Wenn eine Hochsteckfrisur gestaltet werden soll, ist wichtig, dass die Haare die nötige Griffigkeit aufweisen. Dadurch lassen sich die Haare nämlich nicht nur leichter frisieren, sondern die Frisur hält auch besser. Sinnvoll ist daher, die Haare nicht unmittelbar vorher zu waschen, denn dadurch sind die Haare zu weich und rutschen zu leicht. Zudem sollte die Frisur mit ausreichend Haarspray fixiert werden. Für zusätzliches Volumen und auch zusätzliche Griffigkeit ist außerdem gesorgt, wenn die Haare leicht antoupiert werden.

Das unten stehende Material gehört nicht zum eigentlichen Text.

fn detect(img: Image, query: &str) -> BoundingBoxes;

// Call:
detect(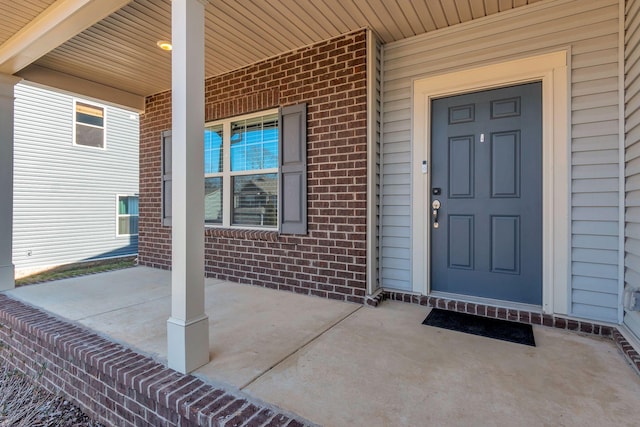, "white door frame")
[411,51,571,314]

Zusammengehalten werden Hochsteckfrisuren üblicherweise von Haarnadeln oder Haarklemmen, die meist so eingearbeitet werden, dass sie nicht sichtbar sind. Möglich ist aber auch, Haarnadeln und Spangen zu verwenden, die beispielsweise mit Perlen, kleinen Strasssteinchen oder Blüten verziert sind. Auf diese Weise werden die Haare nicht nur zusammengehalten, sondern es können gleichzeitig noch elegante Akzente gesetzt werden. Gleiches gilt natürlich auch für Kämme, Haarreifen und Haarbänder, durch lange Schmucknadeln erhält die Frisur eine asiatisch angehauchte Optik. Praktisch und glamourös zugleich sind daneben auch Haarnetze, die über einen Knoten oder einen Dutt gestülpt werden und vielfach mit Glitzersteinchen, Perlen oder kleinen Blüten verziert sind. Durch ein solches Netz wird die Frisur festlich dekoriert und die Haare werden gleichzeitig zusätzlich fixiert. Sind die Haare zu kurz für eine Hochsteckfrisur oder fehlt das notwendige Volumen, können Haarteile Abhilfe schaffen. In der gleichen Haarfarbe fallen sie optisch nicht auf, in einer anderen Haarfarbe können sie als Schmuckelemente eingesetzt werden und für interessante Abwandlungen sorgen.

 

Anleitung für eine Hochsteckfrisur zum Selbermachen

 

Eine schöne Idee für eine Hochsteckfrisur zeigt dieses Video:

Wer es aber lieber etwas weniger extravagant mag, kann seine Hochsteckfrisur auch als klassischen Dutt gestalten.

 

Hochsteckfrisuren selber machen

 

Und hier die Schritt-für-Schritt-Anleitung für den klassischen Dutt:

 

1.) Schritt – die Haare zusammenfassen. Zunächst werden die Haare zusammengefasst und mit einem kleinen, dünnen Haargummi zu einem Pferdeschwanz gebunden. Dabei wird der Pferdeschwanz an der Stelle platziert, an der sich später der Dutt befinden soll, also beispielsweise tief im Nacken, mittig auf dem Hinterkopf oder an einer Seite. Genauso ist aber natürlich auch möglich, zwei oder mehrere Dutts zu stylen.

2.) Schritt – die Haare zwirbeln. Nun wird der Pferdeschwanz gezwirbelt, indem die Haare um die eigene Achse gedreht werden.

3.) Schritt – den Dutt wickeln. Der gewirbelte Zopf wird jetzt als Schnecke um den Zopfansatz gelegt. Damit sich der Dutt nicht löst, werden die Haare dabei mit Haarnadeln fixiert. Die Abstände zwischen den Nadeln sollten dabei nicht zu groß sein.

4.) Schritt – den Dutt fixieren. Zum Schluss wird die Frisur noch mit reichlich Haarspray fixiert. Wer die Frisur nicht ganz so streng, sondern lieber etwas lässiger gestalten möchte, kann vorsichtig einige Strähnen herauszupfen und locker herunter hängen lassen.